The University also rolled out a series of new measures designed to reduce noise and trash in surrounding neighborhoods. Its new M Street shuttle bus, which ferries students from the campus to Georgetown's nightlife via Canal Road, has transported over 3200 students since the service started at the beginning of the school year, Kerr said. The shuttle service is designed to reduce late-night noise near Campus by revelers walking to and from Georgetown nightlife. 

Kerr also announced a twice-daily trash patrol service the University is underwriting in West Georgetown and Burlieth. The patrol disposed of 38 tons of trash since the service began at the beginning of the school year. "We're picking anything up that is not in cans," Kerr said, adding, "the University is paying for this." In addition, she said, police presence has been increased to seven officers on Thursday, Friday and Saturday nights between 11:00 pm and 3:00 am, paid for by the University.

Neighbors can report trash to be picked up by calling (202) 687-3432. Complaints about security and noise should go to Georgetown's SNAP (Student Neighborhood Assistance Patrols) at (202) 687-8413, Kerr said.

‘This is big news and this is good news,” Cheh said, referring to the loop road change. “I’m delighted.”  She had testified against the road before the D.C. Zoning Commission in May and visited the area with neighbors last winter.  “It’s good to look for alternatives in which one side gets what it wants and the community gets what it needs,” she said.  In her previous testimony, Cheh had pointed to major environmental problems with the original design, including the large buses and their fumes, intrusive lighting and “rumbling of the vehicles day and night.”

"It's positive," said ANC Commissioner Bill Starrels, responding to the changes. "We'd like to see GPS put into the bus system. That way you can monitor where the busses are and whether they are adhering to the assigned routes."

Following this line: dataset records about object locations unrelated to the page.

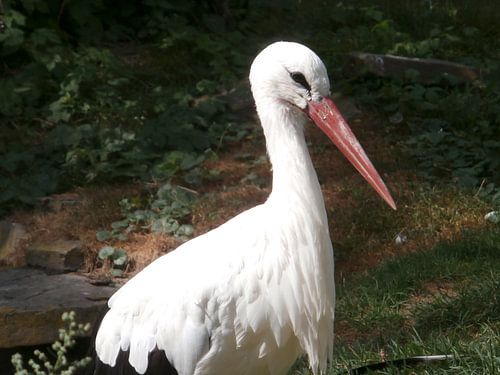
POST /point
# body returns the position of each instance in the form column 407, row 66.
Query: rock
column 12, row 238
column 57, row 202
column 397, row 66
column 31, row 304
column 56, row 256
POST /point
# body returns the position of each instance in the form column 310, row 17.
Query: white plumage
column 253, row 294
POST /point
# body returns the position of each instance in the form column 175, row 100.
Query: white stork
column 250, row 296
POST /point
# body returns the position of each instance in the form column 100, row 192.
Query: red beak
column 328, row 118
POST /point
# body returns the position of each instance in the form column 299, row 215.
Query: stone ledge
column 32, row 302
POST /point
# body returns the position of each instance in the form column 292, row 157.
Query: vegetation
column 97, row 96
column 92, row 94
column 56, row 362
column 443, row 301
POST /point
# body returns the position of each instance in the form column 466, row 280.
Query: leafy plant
column 116, row 257
column 56, row 362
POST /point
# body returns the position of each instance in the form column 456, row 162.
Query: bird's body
column 250, row 296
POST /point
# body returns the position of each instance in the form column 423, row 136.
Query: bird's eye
column 300, row 79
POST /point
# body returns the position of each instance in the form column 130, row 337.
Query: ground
column 362, row 227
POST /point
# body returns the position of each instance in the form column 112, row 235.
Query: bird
column 252, row 295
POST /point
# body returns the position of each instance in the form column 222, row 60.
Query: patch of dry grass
column 362, row 227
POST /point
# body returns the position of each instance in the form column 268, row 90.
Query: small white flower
column 493, row 217
column 400, row 239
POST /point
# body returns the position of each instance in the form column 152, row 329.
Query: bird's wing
column 173, row 304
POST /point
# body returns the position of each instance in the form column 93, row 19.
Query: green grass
column 442, row 301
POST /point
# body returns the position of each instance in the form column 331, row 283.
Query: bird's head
column 290, row 76
column 289, row 73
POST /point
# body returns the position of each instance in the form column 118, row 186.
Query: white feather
column 251, row 295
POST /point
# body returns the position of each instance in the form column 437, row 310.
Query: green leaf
column 103, row 235
column 120, row 224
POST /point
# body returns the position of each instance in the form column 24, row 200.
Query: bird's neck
column 294, row 177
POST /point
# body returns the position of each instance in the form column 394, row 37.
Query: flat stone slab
column 32, row 302
column 57, row 256
column 397, row 66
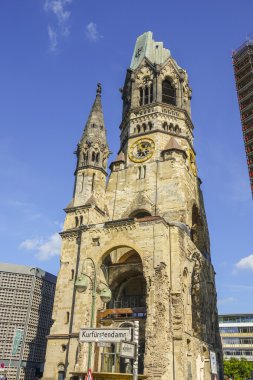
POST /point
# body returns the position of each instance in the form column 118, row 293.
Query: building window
column 168, row 93
column 141, row 172
column 146, row 92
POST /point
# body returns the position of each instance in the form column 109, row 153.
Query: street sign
column 89, row 375
column 104, row 344
column 90, row 335
column 127, row 350
column 213, row 363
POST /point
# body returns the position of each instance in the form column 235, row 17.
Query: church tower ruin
column 142, row 236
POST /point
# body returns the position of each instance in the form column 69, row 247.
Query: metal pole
column 136, row 341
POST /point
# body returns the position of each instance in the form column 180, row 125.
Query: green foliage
column 238, row 369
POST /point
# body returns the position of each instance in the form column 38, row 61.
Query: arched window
column 146, row 91
column 168, row 93
column 140, row 214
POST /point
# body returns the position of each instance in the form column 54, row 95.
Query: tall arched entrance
column 123, row 271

0 Comments For This Article


Interesting that the university must go through all this bureaucratic mess to get a plan approved. Glad to see new services like trash pick up and M street bus that will help both students and neighbors. But a GPS in the bus, to see "whether they are adhering to the assigned routes?" Really? Is that necessary? Do we monitor our neighbors' car routes to make sure they do not stray off the path. Needs to be a mix between common sense and concern


Don't know why the school bothers to compromise. I understand that the compromises are not for the neighbors but for the commission making the decision, but it's still ridiculous.

Metro buses already run along side the north and and south portions of the park. There would have been no impact from the Georgetown loop road. The neighbors just make up problems.

The neighbors will still find something new to complain about. They will never be satisfied until Georgetown University moves out of Georgetown.

Roberta Frost

Good news!

While we applaud The U. for biofuel buses,
Theirs are now by far the loudest on the street.
And at the risk of raising even more fusses -
GU transport, please, pick a quieter fleet.

Thank you for your consideration.

- The Posting Poet


Up here in Bar Harbor we have free propane gas buses, small ones, that take you all over the island. It has been enormously successful,and carried its four millionth rider a month or so ago. Started out about five years ago. Any such thing possible your way?


Why do you live in a city??? Buses are too loud? Do you know how foolish you sound? I don't like the way your cooking smells from the street so I am going to complain. This is so petty. Get a hobby.